The impact you can have on the life of a child is immense, however many people hesitate believing they are not special enough to adopt a child – they are wrong!
People who adopt children are ordinary people and live in ordinary families. But, the one extraordinary fact about them is that they have made a decision to give a child or children, a loving permanent family. We need people like these. We need people like YOU.
We understand how nervous and anxious, yet excited and hopeful you may feel when applying to adopt, and we hope this web site answers your questions, alleviates some of your concerns but most of all encourages and inspires you to become a child’s forever family.
About Adoption in the Black Country
Adoption in the Black Country is a joint venture consortium between the four local authorities.
Many of the children waiting to be adopted are in sibling groups of 2 or more. They are from a variety of ethnic backgrounds; white, black, Asian and dual heritage. We need families from all social, cultural and religious backgrounds to come forward so we can match these children appropriately.
So, why Adopt with Adoption in the Black Country?
Working in partnership means we are able to offer a greater range of choice for children and adopters. By sharing information about waiting children and approved adopters it enables us to find home for children more efficiently. Our joint approach also enables us to run preparation courses much more frequently. By working together and pooling our knowledge, expertise and resources we are able to support the needs of all those whose lives are affected by adoption.
We are looking for adopters from right across the West Midlands region; from Bromsgrove to Bridgnorth, Worcester to Warwickshire, we are your local consortium.
For more information about adoption, or if you would like someone to contact you, please complete the on-line enquiry form or freephone: 0800 073 0597.
Why do children need Adopting?
Children who need permanent families are usually already being looked after by the local authority and are living with foster carers.
The reasons why children cannot return to their birth family are varied. Some parents have not experienced the kind of upbringing which enables them to cope as parents. Some children will have been emotionally or physically neglected or had very unsettled lives. Some have been subjected to physical or sexual abuse. Emotional neglect can be as damaging as physical neglect and children have to learn to feel secure and to trust again. Sadly, some children may never fully recover from these earlier experiences and may need ongoing support from medical or psychological services.
We will support you pre and post adoption and can refer you to professionals and organisations that can give you the support you need.
Most of the children are healthy and active, but others have physical disabilities or have learning difficulties. Children needing families come from a variety of cultural and ethnic backgrounds, Asian, black, white and dual heritage.
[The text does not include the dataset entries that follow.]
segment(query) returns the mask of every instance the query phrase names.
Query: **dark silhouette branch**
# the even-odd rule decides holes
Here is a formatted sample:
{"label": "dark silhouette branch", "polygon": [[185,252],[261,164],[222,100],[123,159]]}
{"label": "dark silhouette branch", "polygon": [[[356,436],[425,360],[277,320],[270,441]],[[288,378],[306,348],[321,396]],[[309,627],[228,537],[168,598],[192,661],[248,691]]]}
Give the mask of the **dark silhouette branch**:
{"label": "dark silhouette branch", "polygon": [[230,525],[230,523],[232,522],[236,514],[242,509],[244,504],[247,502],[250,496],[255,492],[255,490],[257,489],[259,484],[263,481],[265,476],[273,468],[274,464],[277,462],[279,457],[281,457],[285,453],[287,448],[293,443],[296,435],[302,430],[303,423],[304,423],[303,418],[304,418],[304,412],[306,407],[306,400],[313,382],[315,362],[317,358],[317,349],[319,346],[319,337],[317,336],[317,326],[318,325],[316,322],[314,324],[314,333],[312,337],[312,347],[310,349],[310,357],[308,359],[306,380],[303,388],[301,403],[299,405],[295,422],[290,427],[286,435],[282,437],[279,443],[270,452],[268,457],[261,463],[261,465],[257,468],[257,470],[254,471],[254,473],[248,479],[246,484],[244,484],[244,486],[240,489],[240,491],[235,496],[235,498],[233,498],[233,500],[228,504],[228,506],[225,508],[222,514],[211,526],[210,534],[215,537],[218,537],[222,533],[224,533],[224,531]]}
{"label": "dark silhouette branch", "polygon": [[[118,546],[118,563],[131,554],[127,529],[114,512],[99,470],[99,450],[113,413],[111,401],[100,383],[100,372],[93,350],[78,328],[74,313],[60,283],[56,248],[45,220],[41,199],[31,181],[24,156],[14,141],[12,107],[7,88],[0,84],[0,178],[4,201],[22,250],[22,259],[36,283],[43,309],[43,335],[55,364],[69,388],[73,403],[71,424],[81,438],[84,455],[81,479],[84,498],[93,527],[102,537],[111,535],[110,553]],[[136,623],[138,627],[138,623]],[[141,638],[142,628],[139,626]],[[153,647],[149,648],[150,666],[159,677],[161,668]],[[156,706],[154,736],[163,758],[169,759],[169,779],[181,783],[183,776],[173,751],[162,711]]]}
We try to place children with adoptive parents who reflect the child’s cultural and ethnic backgrounds.
What about the child’s birth family?
It is natural and right for a child to want to know about his or her birth family and therefore important that adoptive parents are able to have an understanding and acceptance of the birth parents part in the child’s life, whatever the circumstances.
The law expects all children to grow up knowing about their adoption and allows them at 18 years to have access to their adoption records. Therefore they need to have a gradual understanding of the facts throughout their childhood and adoptive parents are expected to help them with this.
In some situations birth parents have asked the Adoption agency to help by arranging the adoption. In other cases the parents may oppose the plans for adoption of their child, even when they are aware of their inability to bring the child up themselves. It can be extremely difficult for them to “let go”. However, many parents will help by providing information, photographs etc.
There is a move to greater openness in adoption and as prospective adopters you will need to consider the degree of openness you could accept. For example, for many adopted children there will be an ongoing exchange of information, of photographs and letters, between the adopters and the birth family. This exchange is enabled through a “Letter Box System”. This facility allows information to be exchanged through the agency and ensures that adopter whereabouts are kept confidential.
We do expect adopters to provide the adoption agency with written news about a child on an annual basis.
Before a child is placed with their new family the prospective adopters and the birth family may have a “one off” meeting. These meetings can be very helpful to all parties concerned but would only be arranged if it was felt to be appropriate. Some older children need to continue to see a parent or other family member, perhaps 2 or 3 times a year, with their adoptive parents there to support them.
Adoption Focus are no longer part of this concortium.